Let $\alpha \in \mathbb{C}$ a root of $f(x)=x^3-3x-1$. Prove $f$ is irreducible over $\mathbb{Q}$.

Question

I encountered the following claim:

Let $\alpha \in \mathbb{C}$ a root of $f(x)=x^3-3x-1$. Prove $f$ is irreducible over $\mathbb{Q}$.

The explanation included something of the form:

Since $f$ has degree $3$ then it must include either two polynomials of degree one, or one of degree one and one of degree two.

Say it is the latter: $f(x)=(x-\alpha)(x^2+ax+b)$. Then if there is a root $m/n \in \mathbb{Q}$ it must be either $1$ or $-1$, which clearly cannot satisfy $f(x)=0$.
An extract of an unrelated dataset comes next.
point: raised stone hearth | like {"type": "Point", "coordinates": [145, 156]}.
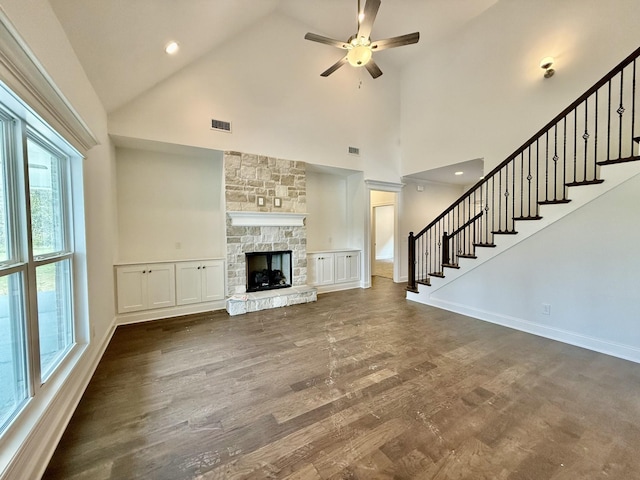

I cannot see how the conclusion of it being in $\{-1,1\}$ was obtained (it mentioned something about $m$ dividing $-1$ and $n$ dividing the leading $1$).

Any help would be appreciated.

Answer 1

The rational root theorem is used.

It says that if $p/q$ is a rational root of a polynomial in one variable with integer coefficients such that $p$ and $q$ are coprime, then $p$ divides the constant term and $q$ divides the leading coefficient.